Ketika ia menatap baik-baik kaca mobil belakangnya, ia baru sadar kepelanya telah berputar 180 derajat.

“Saya bertanya-tanya mengapa kaca depan mobil saya memiliki garis-garis hitam di atasnya, sampai saya menyadari bahwa saya sedang melihat ke luar jendela belakang saya," kenangnya.

“Cukup sulit untuk mengembalikan posisi kepalanya, tetapi setelah beberapa saat saya berhasil, meskipun rasa sakitnya tidak kunjung hilang," terangnya.

“Saya pikir saya baru saja tidur dengan salah dan begitu saya bangun dengan benar, leher yang sakit mungkin akan membaik. Tetapi, ketika saya mulai bekerja saya masih merasa tidak enak," ujarnya.

Dia pergi ke UGD setiap pekan selama 3 bulan karena sakit kepala yang tidak kunjung hilang dan lehernya masih kejang.

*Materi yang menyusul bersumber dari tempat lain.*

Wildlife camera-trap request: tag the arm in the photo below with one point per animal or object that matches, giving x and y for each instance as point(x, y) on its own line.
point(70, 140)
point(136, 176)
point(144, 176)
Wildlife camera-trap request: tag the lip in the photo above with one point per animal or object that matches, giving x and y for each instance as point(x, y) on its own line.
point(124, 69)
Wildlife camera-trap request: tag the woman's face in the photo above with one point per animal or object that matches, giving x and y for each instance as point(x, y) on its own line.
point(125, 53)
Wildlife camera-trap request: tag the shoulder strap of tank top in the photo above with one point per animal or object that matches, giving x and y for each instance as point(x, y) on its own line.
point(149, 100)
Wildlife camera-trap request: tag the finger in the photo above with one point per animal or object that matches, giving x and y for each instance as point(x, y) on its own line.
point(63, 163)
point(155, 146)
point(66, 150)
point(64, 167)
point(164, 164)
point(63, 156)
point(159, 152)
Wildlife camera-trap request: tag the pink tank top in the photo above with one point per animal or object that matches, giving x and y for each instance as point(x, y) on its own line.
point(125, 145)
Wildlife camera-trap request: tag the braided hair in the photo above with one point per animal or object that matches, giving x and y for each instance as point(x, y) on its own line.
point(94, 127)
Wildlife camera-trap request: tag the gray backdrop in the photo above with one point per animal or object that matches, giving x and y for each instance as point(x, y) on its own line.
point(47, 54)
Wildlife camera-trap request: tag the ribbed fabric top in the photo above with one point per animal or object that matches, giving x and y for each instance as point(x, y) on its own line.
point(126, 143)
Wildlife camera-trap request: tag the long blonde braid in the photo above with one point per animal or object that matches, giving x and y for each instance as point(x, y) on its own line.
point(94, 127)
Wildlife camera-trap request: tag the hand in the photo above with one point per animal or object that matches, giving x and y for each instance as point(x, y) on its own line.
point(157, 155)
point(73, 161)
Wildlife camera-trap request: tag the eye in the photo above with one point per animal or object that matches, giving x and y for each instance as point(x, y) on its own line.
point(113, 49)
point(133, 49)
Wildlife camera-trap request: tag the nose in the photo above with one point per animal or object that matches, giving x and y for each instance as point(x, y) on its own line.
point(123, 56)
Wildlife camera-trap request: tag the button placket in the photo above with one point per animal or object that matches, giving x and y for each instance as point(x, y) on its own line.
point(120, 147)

"Saya diberi tahu bahwa itu mungkin saja sendi yang tergelincir, cedera otot, atau posisi tidur yang salah. Itu (diagnosis) berubah-ubah," ujarnya.

Setelah 2 tahun tanpa kepastian penyakit yang diidapnya, ada petugas medis yang menyadari bahwa dia memiliki kondisi otak yang disebut Dystonia.

Pada awalnya hanya mempengaruhi leher, kemudian merembet ke cara jalan Sarah.

Selama setahun ia mengalami kejang, neuralgia optik, tekanan pada saraf oksipital yang mengalir melalui leher hingga ke kulit kepala, menyebabkan tremor, kejang, kelumpuhan, dan kelelahan.

“Saya menderita kesakitan terus-menerus,” ungkapnya.

Dystonia menyebabkan kejang otot yang tidak disengaja, itulah sebabnya kepala Sarah bisa berputar 180 derajat.

Dokter juga memberi tahu dia bahwa dia menderita Gangguan Neurologis Fungsional (FND).

Itu adalah nama yang diberikan untuk berbagai gejala neurologis yang tidak dapat dijelaskan secara medis, yang tampaknya disebabkan oleh masalah pada sistem saraf, tetapi tidak disebabkan oleh penyakit fisik.

Sarah tidak bisa lagi mengemudi atau melakukan pekerjaan yang dia sukai, dia juga tidak bisa mengambil bagian dalam kegiatan sosial yang sama seperti sebelumnya.

Ini berarti dia kehilangan kontak dengan banyak temannya dan hampir tidak meninggalkan rumah, karena dia takut orang-orang menatapnya dan menilai dia dari cara dia berjalan dan bergerak.

Wanita berusia 37 tahun itu menambahkan, “Saya dulu sangat mandiri, jadi beralih dari melakukan begitu banyak hal menjadi tidak dapat melakukan apa pun adalah transisi yang paling sulit."

"Saya benar-benar merasakan kehilangan nyawa yang saya alami saat pertama kali didiagnosis."